Deciding to have patients resume biologic medications after they have had serious infections is one of the toughest decisions I make in practice.

A woman with rheumatoid arthritis developed Escherichia coli septic arthritis of her knee. She survived, but in view of her comorbid conditions, including severe emphysema, I was worried that she might not survive another serious infection and I told her not to go back on etanercept. I tried treating her with various nonbiologic disease modifying drugs that previously had inadequate results: As you might expect, the results were dismal. Her huge swollen joints reminded me of one of my professors with a flair for the dramatic. He would say things in clinic like, "This patient has 2 pounds of synovium in her wrist."

Toward the end, her care was largely palliative and consisted of analgesics and prednisone. Her quality of life was quite diminished because of very severe arthritis. I felt twinges of guilt and helplessness every time I saw her during the last few years of her life.

Another patient on abatacept developed an abscess in his calf. A bit of a curmudgeon, he was quite annoyed that it took the hospital doctors a few days to figure out that he had an abscess after he was originally misdiagnosed with cellulitis. My point of view was exactly the opposite, and I was impressed that the hospital doctors had arrived at the correct diagnosis so quickly.

I tried to explain that cellulitis was a common illness but that calf abscesses were rare. He reluctantly accepted my explanation, or at least he got tired of complaining about it. He is about the same age as the woman I mentioned above, but he is much more robust. Even though he is well into his 70s, he loves to play softball in various senior leagues. He spends his winters in Florida in a kind of perpetual spring training.

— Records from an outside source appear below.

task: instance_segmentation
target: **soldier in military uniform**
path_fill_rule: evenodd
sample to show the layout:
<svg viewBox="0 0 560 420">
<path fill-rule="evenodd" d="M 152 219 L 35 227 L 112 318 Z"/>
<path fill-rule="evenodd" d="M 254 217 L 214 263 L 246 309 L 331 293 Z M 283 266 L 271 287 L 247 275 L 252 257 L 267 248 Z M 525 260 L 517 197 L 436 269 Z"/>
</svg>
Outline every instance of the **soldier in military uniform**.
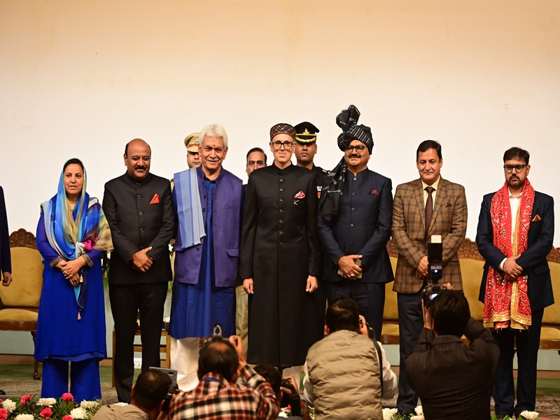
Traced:
<svg viewBox="0 0 560 420">
<path fill-rule="evenodd" d="M 393 280 L 386 247 L 391 237 L 392 184 L 368 168 L 373 138 L 369 127 L 356 124 L 359 115 L 351 105 L 337 117 L 343 130 L 338 147 L 344 155 L 327 176 L 319 203 L 326 256 L 321 285 L 326 286 L 329 302 L 354 299 L 379 340 L 385 284 Z"/>
<path fill-rule="evenodd" d="M 270 130 L 274 161 L 247 184 L 240 276 L 249 294 L 247 361 L 303 365 L 318 337 L 312 293 L 321 266 L 314 175 L 292 164 L 295 130 Z"/>
<path fill-rule="evenodd" d="M 202 163 L 198 152 L 198 136 L 200 133 L 192 133 L 185 137 L 187 148 L 187 164 L 189 168 L 198 167 Z"/>
<path fill-rule="evenodd" d="M 294 126 L 295 129 L 295 160 L 298 166 L 311 169 L 317 177 L 317 197 L 321 198 L 321 190 L 325 176 L 329 171 L 316 166 L 313 159 L 317 153 L 317 133 L 319 129 L 311 122 L 304 121 Z"/>
<path fill-rule="evenodd" d="M 319 129 L 308 121 L 300 122 L 294 126 L 295 129 L 295 159 L 298 167 L 311 169 L 317 178 L 317 197 L 321 198 L 321 190 L 323 189 L 323 183 L 325 177 L 330 171 L 316 166 L 313 163 L 315 155 L 317 153 L 317 133 Z M 318 202 L 317 202 L 318 204 Z M 321 247 L 321 261 L 324 258 L 324 251 Z M 322 272 L 322 267 L 321 270 Z M 321 272 L 319 273 L 319 287 L 313 295 L 315 299 L 316 316 L 317 318 L 317 336 L 322 338 L 325 328 L 325 312 L 327 308 L 327 290 L 321 281 Z"/>
</svg>

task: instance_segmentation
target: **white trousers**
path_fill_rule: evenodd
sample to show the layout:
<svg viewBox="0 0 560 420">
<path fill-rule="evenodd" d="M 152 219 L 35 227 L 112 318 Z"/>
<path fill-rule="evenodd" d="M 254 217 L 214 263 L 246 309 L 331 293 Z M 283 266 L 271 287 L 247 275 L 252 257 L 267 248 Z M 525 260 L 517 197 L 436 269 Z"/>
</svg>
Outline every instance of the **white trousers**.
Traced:
<svg viewBox="0 0 560 420">
<path fill-rule="evenodd" d="M 171 339 L 171 368 L 177 371 L 177 386 L 190 391 L 198 384 L 199 339 Z"/>
</svg>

I was worried about putting him back on his medication, but his overall health was good. If I didn’t put him back on the medication, I knew it would be the end of his softball days, and I’d either lose a patient or, worse yet, have a more-unhappy-than-usual curmudgeon in my office. I have plenty of those already.

A 65-year-old woman with RA in my practice was doing very well on methotrexate and etanercept. She too was hospitalized with septic arthritis of her knee. After she got out of the hospital, she came back to see me. She had already been off etanercept for over a month, her arthritis was getting worse, and she wanted to resume etanercept. I told her not to resume the medication because I thought it was too dangerous. I discussed other options, including adding other nonbiologic medications such as hydroxychloroquine or prednisone, or perhaps a biologic such as rituximab. She didn’t like any of these options and we remained in a standoff, so I asked her to come back in a few months.

She was due back in 2 months but she didn’t come back to the office until 5 months later. When I walked in she told me that she was much better. The nurse had written in the chart, "wants etanercept." I was confused. Why did she want to go back on the medication if her arthritis was doing so well without it? "You’ve been off the etanercept since your septic arthritis, haven’t you? You didn’t resume it, did you?"

She had resumed the medication. My immediate thought was that maybe her family doctor had refilled it for her or, worse yet, I had refilled it inadvertently during a senior moment. Seeing my bewilderment, she reassured me that I wasn’t having a senior moment.

She went on to explain why, for several reasons, she had decided on her own to resume the medication shortly after her previous visit. She had about a 4- month supply of the medication in her refrigerator (probably about $7,000 or $8,000 worth) and she couldn’t bring herself to waste it. Only carefully trained medical professionals can waste money on such a grand scale and not lose any sleep over it. She also assumed that her risk of infection would be the same with any other biologic medication.

She said that she hated to go against my advice (join the club, I thought to myself), and I couldn’t help but smile. "The doctor-patient relationship is like a three-legged race. We have to run in the same direction, or we’ll both fall down!" I told her. She liked that bit of homespun wisdom.